Em 2004, participei da formulação e do acompanhamento de um curso
de atualização de professores promovido pela Secretaria de Educação do
Estado do Rio de Janeiro, por meio da Fundação Darcy Ribeiro
(FUNDAR). A Fundação foi responsável pelo planejamento do curso,
pela preparação do material didático e por selecionar e preparar os
dinamizadores e o apoio on-line. O curso, que se destinava a professores
da rede pública de Ensino Fundamental e de Ensino Médio, tinha como
exigência a produção escrita de memorial como trabalho de conclusão.
Desenvolvido em 29 municípios do estado do Rio de Janeiro, o curso
agrupou 68 turmas, envolvendo 1403 professores, durante oito encontros
mensais. Os certificados foram conferidos aos 1293 profissionais que
produziram seus memoriais. O contato com essa produção escrita, que
relaciona o exercício do magistério atual à memória de formação dessas
professoras, reacendeu antiga curiosidade de investigar a relação entre
representação social e memória.
As representações sociais são construídas ao longo do tempo.
Elas são alimentadas em várias circunstâncias, simbólicas ou não, e
circulam na sociedade, entre as pessoas em geral e nas escolas, no interior
do agrupamento social que exerce o magistério. O fato de o magistério ser
uma profissão predominantemente feminina, particularmente no Ensino
Fundamental, imprime marcas que vêm se modificando ao longo do
tempo. O estudo da memória, por meio de histórias de vida, pode contribuir para elucidar a construção de representações sociais no passado.

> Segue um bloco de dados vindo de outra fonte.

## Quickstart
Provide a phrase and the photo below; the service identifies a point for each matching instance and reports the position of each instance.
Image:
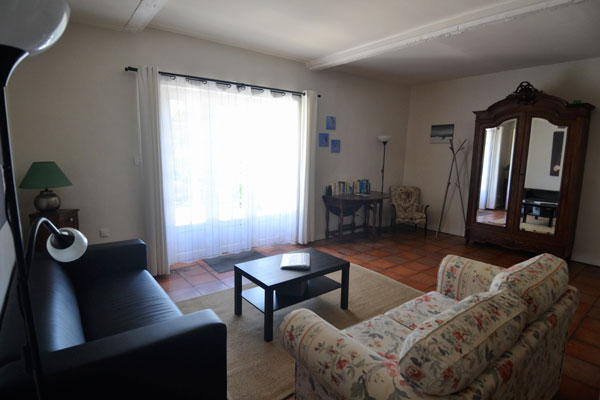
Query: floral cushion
(381, 334)
(414, 217)
(459, 277)
(405, 198)
(445, 353)
(417, 310)
(540, 281)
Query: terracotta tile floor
(412, 259)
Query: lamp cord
(32, 354)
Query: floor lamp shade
(44, 175)
(32, 25)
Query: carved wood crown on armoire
(527, 170)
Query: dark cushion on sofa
(55, 306)
(110, 306)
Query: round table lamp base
(47, 200)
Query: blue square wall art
(323, 139)
(330, 122)
(336, 146)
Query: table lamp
(44, 175)
(383, 139)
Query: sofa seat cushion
(381, 334)
(447, 352)
(417, 310)
(55, 307)
(540, 281)
(111, 306)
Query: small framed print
(330, 122)
(441, 134)
(336, 146)
(323, 139)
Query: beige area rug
(260, 370)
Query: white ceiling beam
(143, 14)
(495, 13)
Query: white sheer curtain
(491, 168)
(306, 215)
(231, 167)
(149, 154)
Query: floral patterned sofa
(486, 332)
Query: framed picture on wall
(330, 122)
(441, 134)
(323, 139)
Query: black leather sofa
(106, 329)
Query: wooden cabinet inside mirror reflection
(347, 205)
(61, 218)
(527, 171)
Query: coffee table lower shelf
(315, 287)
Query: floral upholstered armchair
(407, 206)
(486, 332)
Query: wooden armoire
(527, 170)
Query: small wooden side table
(347, 204)
(61, 218)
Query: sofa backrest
(448, 351)
(540, 281)
(55, 307)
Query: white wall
(453, 101)
(76, 105)
(538, 160)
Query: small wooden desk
(349, 204)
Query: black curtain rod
(199, 78)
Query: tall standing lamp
(44, 175)
(385, 140)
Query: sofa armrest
(460, 277)
(108, 260)
(338, 362)
(183, 357)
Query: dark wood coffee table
(267, 274)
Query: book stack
(361, 186)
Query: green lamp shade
(44, 174)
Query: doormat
(226, 262)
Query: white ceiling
(402, 40)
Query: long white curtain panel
(150, 158)
(232, 161)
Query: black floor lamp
(27, 27)
(385, 140)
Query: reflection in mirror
(539, 206)
(495, 173)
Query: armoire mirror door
(496, 170)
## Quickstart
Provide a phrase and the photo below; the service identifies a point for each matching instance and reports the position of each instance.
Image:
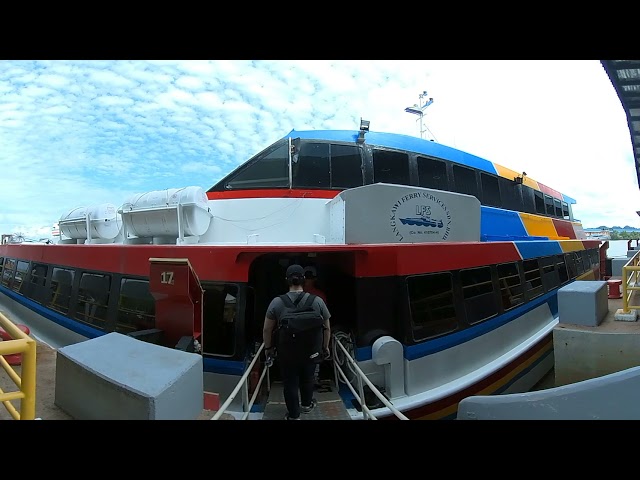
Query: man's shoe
(308, 408)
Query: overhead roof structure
(625, 77)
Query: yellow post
(28, 403)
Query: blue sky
(78, 133)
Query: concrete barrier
(611, 397)
(116, 377)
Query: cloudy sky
(79, 133)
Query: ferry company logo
(420, 217)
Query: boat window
(431, 302)
(558, 208)
(35, 288)
(93, 298)
(432, 173)
(269, 171)
(490, 190)
(561, 266)
(311, 169)
(510, 194)
(136, 306)
(539, 198)
(550, 276)
(533, 281)
(61, 283)
(9, 270)
(220, 311)
(511, 289)
(20, 276)
(570, 260)
(390, 167)
(465, 181)
(480, 302)
(548, 202)
(346, 167)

Há autores, como Roussiau; Bonardi (2002), Sá (2005), Jedlowski (2005) e
Valencia (2005), empenhados na discussão teórica sobre memória social e
representação social. Este trabalho aproveitou a oportunidade de explorar
o acervo empírico produzido neste curso para colaborar com o desvelamento das relações entre representação social e memória social.
REPRESENTAÇÃO SOCIAL, HISTÓRIA DE VIDA E MEMÓRIA SOCIAL
Tomamos a representação social como uma forma de conhecimento, um saber prático que se refere exatamente à experiência a partir
da qual ele se produz e serve para agir sobre o mundo (JODELET, 1989).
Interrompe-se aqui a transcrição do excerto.